Economic Development, Not Political Isolation
- Russia should use its unique location between Europe and Asia to become a respectable partner for everyone.
- The hundreds of billions thrown away on the wars in Syria and Ukraine, and on helping far-off countries, are better spent on improving life at home.
- Our country would profit from moving politically and economically closer to European countries.
- Visa regime with Central Asia and the South Caucasus. Labor migrants should come on work visas, and not in an uncontrollable flood, like today.
- Russia should be the leading country of Europe and Asia, expanding its influence through economic might and cultural expansion, including worldwide support for the Russian language.

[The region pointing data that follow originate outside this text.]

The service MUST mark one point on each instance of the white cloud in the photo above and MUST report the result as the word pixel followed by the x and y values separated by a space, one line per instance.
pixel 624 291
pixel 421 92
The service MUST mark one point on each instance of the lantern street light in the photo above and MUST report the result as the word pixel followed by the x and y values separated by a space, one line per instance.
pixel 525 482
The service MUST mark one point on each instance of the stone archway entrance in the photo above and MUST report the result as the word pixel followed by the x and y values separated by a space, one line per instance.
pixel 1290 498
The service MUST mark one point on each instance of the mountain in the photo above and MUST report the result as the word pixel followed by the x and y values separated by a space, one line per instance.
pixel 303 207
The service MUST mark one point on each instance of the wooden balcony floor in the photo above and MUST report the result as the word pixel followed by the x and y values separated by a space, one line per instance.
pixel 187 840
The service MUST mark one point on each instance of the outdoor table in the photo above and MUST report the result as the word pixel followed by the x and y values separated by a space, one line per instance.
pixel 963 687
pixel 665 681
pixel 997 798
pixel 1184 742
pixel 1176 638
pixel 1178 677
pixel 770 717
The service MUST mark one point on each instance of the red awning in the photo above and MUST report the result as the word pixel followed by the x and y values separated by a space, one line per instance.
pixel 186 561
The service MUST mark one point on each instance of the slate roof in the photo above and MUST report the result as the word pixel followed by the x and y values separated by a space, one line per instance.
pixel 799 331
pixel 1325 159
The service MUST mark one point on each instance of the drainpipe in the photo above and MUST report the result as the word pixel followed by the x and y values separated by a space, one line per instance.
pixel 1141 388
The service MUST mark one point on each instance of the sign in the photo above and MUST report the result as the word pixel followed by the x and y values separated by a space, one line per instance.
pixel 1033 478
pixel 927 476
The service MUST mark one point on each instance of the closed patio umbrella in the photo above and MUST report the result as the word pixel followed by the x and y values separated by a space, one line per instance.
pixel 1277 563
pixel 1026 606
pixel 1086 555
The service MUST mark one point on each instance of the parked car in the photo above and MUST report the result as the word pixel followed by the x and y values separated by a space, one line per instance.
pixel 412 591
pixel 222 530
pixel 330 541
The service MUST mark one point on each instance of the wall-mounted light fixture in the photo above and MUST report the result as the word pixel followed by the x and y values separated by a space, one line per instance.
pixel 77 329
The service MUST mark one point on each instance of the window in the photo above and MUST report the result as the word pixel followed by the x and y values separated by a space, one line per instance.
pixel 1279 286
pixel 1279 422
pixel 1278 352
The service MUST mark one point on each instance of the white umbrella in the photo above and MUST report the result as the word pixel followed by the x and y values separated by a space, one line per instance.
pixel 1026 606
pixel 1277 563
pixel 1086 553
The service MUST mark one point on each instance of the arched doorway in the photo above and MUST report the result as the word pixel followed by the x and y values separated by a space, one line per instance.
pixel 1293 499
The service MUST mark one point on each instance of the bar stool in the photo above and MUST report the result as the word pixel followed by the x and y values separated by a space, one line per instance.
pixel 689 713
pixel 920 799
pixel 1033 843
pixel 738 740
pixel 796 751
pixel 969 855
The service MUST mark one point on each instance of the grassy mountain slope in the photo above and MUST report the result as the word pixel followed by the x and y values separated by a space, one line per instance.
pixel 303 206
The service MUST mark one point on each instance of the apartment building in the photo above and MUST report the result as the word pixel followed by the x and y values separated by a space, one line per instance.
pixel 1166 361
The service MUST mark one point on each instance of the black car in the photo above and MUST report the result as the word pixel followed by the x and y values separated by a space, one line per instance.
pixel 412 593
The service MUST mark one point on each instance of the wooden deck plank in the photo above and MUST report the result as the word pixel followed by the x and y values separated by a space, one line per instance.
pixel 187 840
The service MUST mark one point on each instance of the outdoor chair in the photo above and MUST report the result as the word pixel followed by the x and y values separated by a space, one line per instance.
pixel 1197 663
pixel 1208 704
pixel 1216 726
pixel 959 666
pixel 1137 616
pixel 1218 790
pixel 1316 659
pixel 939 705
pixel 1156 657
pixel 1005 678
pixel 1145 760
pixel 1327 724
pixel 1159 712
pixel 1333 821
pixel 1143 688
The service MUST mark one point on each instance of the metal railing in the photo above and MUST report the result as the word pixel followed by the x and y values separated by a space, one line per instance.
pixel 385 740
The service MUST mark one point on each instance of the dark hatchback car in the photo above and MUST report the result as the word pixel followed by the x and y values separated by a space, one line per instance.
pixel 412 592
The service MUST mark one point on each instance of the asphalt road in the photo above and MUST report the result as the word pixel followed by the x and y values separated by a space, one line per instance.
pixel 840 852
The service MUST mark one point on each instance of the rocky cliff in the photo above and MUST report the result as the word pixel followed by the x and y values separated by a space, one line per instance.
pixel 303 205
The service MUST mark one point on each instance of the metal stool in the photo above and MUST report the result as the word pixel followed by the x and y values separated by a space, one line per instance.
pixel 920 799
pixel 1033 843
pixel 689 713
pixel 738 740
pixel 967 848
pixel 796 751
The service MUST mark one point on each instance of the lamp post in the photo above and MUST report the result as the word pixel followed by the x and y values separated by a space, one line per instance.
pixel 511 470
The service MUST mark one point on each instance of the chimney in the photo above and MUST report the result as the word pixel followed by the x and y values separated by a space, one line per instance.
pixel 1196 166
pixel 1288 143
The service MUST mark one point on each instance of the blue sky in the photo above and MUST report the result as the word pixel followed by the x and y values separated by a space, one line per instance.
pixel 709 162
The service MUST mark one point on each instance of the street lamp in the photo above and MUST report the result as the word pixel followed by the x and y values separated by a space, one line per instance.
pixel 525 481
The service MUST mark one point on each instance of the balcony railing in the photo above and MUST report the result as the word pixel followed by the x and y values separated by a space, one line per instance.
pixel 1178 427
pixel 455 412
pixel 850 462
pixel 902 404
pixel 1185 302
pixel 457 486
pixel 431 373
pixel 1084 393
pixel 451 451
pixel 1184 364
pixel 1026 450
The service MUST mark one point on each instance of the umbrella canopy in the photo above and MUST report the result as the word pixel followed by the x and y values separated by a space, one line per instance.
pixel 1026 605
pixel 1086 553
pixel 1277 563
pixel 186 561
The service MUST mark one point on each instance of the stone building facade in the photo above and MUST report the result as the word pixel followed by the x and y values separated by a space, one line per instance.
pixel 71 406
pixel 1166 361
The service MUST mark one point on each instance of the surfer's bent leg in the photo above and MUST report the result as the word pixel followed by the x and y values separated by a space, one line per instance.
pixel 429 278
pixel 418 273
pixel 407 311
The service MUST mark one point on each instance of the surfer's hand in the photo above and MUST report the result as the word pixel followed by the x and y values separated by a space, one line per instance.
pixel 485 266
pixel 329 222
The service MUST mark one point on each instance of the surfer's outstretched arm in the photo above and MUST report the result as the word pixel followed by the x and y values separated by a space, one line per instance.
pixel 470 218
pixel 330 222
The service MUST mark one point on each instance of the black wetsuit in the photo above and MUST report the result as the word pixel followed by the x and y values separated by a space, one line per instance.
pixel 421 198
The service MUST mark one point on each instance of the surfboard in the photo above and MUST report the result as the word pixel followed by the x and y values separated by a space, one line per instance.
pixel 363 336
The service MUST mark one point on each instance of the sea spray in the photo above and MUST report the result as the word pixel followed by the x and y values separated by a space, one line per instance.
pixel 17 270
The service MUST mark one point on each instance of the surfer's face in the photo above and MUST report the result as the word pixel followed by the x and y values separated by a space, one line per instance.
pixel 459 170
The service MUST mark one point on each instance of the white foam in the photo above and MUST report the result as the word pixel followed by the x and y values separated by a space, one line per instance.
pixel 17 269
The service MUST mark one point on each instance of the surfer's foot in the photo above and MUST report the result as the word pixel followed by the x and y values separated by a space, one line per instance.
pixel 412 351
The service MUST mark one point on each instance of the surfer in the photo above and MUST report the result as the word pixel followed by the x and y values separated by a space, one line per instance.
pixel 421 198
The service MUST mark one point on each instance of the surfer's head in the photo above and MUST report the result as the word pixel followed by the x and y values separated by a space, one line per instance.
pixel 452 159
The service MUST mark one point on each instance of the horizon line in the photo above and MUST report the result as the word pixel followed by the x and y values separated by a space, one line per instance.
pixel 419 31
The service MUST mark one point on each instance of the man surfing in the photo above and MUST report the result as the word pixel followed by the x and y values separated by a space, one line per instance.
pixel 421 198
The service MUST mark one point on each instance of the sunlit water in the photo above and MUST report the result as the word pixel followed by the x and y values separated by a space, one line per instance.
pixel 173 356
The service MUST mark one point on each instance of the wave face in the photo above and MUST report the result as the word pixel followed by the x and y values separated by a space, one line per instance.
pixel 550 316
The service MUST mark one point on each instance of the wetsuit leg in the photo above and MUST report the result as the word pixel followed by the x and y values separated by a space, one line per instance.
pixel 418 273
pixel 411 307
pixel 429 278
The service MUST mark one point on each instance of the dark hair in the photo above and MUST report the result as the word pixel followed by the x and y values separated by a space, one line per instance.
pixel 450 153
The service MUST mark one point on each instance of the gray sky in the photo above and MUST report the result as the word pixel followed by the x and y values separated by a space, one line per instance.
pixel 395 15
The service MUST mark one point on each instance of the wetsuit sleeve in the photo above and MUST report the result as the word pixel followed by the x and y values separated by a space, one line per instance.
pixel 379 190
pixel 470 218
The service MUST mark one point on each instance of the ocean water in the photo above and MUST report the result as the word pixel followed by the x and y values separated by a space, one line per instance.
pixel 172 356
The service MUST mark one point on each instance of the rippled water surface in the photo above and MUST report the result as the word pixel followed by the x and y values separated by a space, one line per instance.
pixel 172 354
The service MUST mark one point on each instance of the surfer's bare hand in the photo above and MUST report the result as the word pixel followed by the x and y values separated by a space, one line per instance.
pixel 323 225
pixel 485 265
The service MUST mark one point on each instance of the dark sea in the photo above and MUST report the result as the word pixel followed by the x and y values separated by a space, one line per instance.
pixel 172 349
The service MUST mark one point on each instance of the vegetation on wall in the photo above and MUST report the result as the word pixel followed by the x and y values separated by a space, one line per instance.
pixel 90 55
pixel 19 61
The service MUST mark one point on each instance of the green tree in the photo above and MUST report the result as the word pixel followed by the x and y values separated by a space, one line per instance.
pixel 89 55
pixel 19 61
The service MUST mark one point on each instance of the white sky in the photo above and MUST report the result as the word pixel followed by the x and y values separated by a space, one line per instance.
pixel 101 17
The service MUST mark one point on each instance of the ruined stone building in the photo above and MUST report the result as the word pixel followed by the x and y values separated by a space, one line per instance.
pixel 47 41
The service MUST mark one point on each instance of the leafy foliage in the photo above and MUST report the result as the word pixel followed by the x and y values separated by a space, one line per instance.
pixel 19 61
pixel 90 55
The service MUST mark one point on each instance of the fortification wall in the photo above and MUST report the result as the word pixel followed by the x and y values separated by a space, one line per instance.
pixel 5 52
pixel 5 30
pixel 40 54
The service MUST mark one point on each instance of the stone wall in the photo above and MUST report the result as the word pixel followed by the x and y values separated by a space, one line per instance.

Navalny has been consistently strong on immigration, much more so than Putin, if less so than Trump. That said, he does not clarify his stance on illegals currently in Russia, nor even on precisely how many work visas he intends to give out to Uzbeks and Tajiks, nor details on how those long borders would be secured. Nonetheless, apart from his record on corruption, the immigration question is Navalny’s other major ace against Putin, especially now that the recent terrorist attacks in Saint-Petersburg and Astrakhan have brought it out into the limelight.
Navalny’s foreign policy is a trainwreck that will unilaterally any influence Russia still has over Ukraine and rule out the reunification of the Russian nation, the largest divided nation on the planet, most likely forever. This should be read in conjunction with his public statements on holding a second referendum on Crimea’s status. Even though the pro-unification side will undoubtedly win under a fair vote, this will still functionally be a retreat from the Russian government’s position that the incorporation of Crimea is a fait accompli and non-negotiable. With Donbass unilaterally surrendered to the tender mercies of the anti-Russian regime in Kiev, the status of the peninsula will become a leverage point against Russia by a vengeful Ukraine, and possibly even by the West as a whole, if Navalny’s hoped for “reset” with Europe and the US doesn’t pan out.
Navalny’s comments on global economic and soft power are populist nonsense that a quick glance at Russia’s share of global GDP should instantly dispel.
Justice for All, or Impunity for Siloviks
- Justice reform. Courts must be respected and truly independent.
- The police should be trusted, not feared; service there should be prestigious and well compensated.
- Siloviks should be stripped of excessive authority, which allow them to enact levies upon entrepreneurs.
All well and good, though short on details, which we absolutely need to know if we are to assess whether the rate of improvement under Navalny is likely to be higher than under Putin.
For instance, according to the World Bank’s Enterprise Surveys, the percentage of Russian firms expected to give gifts in meetings with tax officials fell from 55% in 2002 to 7% by 2012, which hardly hints at soaring silovik banditry that he implies is happening under Putin.